25th August, 2021

Attendees: Josh Moore, John K., Eric Perlman, Ward, Hailey, Greg Lee, Ryan A.

Josh: zarr-python 2.9 (without Python 3.6)
- (The peasants rejoice)
Greg & V3: going back to store PR (based on newly merged PRs)
- recursive imports, etc. Needs some fixing up.
- Zarr test suite is largely working on v3 (fixed with changing
  
  the defaults)
- Edge case of treating root/data/ as a group
- (PRs to be split up logically for opening)
- Majority of uses are: zarr.open, dask.from_zarr, xarray, etc.
- Ryan: less painful than Python 2 to 3 …
  - Use configuration options for xarray at least
- Ryan: also consolidated metadata is used a lot
  - Boosted cloud performance strongly!
  - https://github.com/zarr-developers/zarr-specs/issues/113
- Greg: also some tests are using datetime, but that’s not in the
  
  base spec.
Ryan & Filecoin/IPFS
- protocol labs reached out to pangeo
  
  (for climate data)
- “distributed content-addressable storage layer for the internet”
- all data is identified with a hash; decentralized
- filecoin incentives the miners to
  
  provide public storage
- potential alternative to S3 for internet-scale storage
- creating fsspec interface to IPFS. should “just work”
- https://github.com/zarr-developers/zarr-specs/issues/82
Ryan & Caterva
- two levels of chunking like tiledb
- looking into slicing into along n-dimensions.
- https://github.com/zarr-developers/zarr-python/issues/713#issuecomment-903755601
- Need a numcodecs wrapper (C-API)
- No explicit cloud solution
- Eric: similar to sharding in neuroglancer
- Ryan: could imagine (in 2 years) where this is the default codec
  
  (builds on blosc)
- Eric: if you throw out general nature, like append-only, then
  
  you can optimize.
- cf.
  
  https://blosc.github.io/caterva-scipy21/#/14
- Eric: blosc-1 v. blosc-2? John: e.g. 32-bit to 64-bit breaking
  
  changes
- Josh: identifying the changes (also for IPFS) that Zarr needs to
  
  add
- John: invite Francesc to this meeting
- Ryan: need to update numcodecs interface that we want a slice
  
  from an ND array. (needs understanding of caterva, blosc, cython, …)
- John: implement chunk store (?) on top of caterva and turn off
  
  filtering, …
  - “Smarter chunk for Zarr” (deprecating partial selection, etc.)

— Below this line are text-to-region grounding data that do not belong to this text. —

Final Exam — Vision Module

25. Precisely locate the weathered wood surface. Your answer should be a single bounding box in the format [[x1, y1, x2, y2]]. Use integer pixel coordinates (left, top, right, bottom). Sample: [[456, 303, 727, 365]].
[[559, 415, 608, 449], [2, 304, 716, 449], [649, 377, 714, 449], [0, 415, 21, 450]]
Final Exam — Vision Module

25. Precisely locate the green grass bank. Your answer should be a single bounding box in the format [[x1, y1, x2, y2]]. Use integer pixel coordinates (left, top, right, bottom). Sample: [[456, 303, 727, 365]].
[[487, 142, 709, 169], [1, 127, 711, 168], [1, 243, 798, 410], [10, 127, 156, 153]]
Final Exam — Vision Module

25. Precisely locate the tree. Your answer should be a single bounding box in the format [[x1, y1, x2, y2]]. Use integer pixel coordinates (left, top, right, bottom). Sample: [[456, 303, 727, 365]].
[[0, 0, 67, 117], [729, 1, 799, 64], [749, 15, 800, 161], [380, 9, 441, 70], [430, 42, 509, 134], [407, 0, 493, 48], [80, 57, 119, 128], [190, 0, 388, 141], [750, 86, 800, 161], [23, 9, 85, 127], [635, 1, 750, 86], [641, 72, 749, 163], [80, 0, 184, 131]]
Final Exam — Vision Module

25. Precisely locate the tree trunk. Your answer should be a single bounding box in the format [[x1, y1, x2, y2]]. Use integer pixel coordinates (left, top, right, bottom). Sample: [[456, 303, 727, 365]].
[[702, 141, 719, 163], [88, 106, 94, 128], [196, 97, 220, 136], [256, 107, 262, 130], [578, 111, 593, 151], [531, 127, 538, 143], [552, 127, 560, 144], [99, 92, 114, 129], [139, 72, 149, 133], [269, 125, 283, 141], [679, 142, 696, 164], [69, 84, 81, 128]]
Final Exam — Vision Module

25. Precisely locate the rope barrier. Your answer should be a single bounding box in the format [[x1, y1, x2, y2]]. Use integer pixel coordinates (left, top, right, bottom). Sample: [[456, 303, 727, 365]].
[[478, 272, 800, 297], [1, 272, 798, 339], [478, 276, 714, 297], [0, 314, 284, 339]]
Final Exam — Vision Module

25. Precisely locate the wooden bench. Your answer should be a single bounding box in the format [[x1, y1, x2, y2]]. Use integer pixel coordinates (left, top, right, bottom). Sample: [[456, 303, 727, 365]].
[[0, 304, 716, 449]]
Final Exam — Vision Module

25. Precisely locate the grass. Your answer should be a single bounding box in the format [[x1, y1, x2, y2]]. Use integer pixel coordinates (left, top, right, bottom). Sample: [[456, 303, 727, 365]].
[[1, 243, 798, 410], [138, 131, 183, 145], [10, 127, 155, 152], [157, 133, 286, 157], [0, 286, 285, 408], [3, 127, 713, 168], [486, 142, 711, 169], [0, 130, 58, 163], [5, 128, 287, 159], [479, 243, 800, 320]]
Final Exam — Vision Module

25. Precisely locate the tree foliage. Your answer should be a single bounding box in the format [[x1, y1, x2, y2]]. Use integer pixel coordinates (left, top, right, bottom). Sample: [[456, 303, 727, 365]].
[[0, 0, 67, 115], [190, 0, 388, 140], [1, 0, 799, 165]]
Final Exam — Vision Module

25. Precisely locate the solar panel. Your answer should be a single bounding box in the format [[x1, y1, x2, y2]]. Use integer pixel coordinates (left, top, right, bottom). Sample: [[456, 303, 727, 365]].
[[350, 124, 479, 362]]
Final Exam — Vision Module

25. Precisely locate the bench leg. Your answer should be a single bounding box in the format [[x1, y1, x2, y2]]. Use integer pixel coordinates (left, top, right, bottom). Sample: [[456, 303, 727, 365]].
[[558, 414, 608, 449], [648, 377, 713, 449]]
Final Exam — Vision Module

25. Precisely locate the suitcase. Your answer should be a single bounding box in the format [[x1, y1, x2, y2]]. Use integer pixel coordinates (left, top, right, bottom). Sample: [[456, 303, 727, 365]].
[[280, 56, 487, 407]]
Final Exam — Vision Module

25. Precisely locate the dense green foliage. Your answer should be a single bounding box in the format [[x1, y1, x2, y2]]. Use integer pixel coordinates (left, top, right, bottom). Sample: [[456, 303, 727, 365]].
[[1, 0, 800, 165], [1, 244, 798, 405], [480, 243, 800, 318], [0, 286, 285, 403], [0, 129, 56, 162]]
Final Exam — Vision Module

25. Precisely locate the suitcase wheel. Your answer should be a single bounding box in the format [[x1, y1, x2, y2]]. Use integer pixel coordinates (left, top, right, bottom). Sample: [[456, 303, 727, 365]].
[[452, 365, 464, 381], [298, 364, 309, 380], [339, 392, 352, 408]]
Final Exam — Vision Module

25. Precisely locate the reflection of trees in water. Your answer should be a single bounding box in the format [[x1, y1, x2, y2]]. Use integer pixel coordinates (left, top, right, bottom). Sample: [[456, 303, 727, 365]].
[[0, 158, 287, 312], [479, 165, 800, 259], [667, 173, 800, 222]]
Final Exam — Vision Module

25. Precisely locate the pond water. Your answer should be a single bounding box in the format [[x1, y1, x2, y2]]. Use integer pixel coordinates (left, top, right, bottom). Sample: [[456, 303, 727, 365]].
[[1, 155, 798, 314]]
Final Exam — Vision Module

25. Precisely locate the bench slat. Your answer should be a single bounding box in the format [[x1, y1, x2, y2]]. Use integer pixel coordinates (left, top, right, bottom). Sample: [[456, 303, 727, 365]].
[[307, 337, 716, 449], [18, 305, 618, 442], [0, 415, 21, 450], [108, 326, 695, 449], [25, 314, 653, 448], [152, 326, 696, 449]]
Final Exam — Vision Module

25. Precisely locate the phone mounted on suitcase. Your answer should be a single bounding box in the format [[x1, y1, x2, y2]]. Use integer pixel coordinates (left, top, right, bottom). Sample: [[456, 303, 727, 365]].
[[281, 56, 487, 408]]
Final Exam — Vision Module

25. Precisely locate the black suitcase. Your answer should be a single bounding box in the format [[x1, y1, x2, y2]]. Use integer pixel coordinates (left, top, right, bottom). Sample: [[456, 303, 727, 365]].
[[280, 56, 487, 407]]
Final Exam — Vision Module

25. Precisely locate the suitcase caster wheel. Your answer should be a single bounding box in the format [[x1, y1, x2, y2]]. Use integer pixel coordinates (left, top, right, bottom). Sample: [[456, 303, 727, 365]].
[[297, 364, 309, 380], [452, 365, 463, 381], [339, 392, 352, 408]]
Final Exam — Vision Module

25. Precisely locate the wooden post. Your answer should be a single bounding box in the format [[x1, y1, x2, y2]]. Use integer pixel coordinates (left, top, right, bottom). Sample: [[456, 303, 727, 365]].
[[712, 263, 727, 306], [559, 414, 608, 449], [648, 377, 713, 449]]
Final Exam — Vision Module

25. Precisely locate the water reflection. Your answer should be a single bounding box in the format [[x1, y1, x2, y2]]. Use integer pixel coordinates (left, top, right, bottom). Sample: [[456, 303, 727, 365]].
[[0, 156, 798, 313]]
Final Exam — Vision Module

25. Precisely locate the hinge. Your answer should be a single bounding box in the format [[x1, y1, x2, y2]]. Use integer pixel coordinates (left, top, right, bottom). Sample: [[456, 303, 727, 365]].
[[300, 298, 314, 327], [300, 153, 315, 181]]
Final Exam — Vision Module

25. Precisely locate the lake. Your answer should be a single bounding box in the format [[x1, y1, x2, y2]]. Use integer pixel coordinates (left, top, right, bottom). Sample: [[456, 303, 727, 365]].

  - Ryan: instead of reading bytes, decompressing, co-oercing to numpy array, caterva array would be our chunk.
    - might need to coerce less eagerly.
    - then slicing could propagate through.
- John: technical problem first then the social problem.
Ryan & hierarchical support in xarray
- https://github.com/pydata/xarray/issues/4118#issuecomment-873179375
- Tom Nicholas has something working
- Good time to check in and see what’s going on.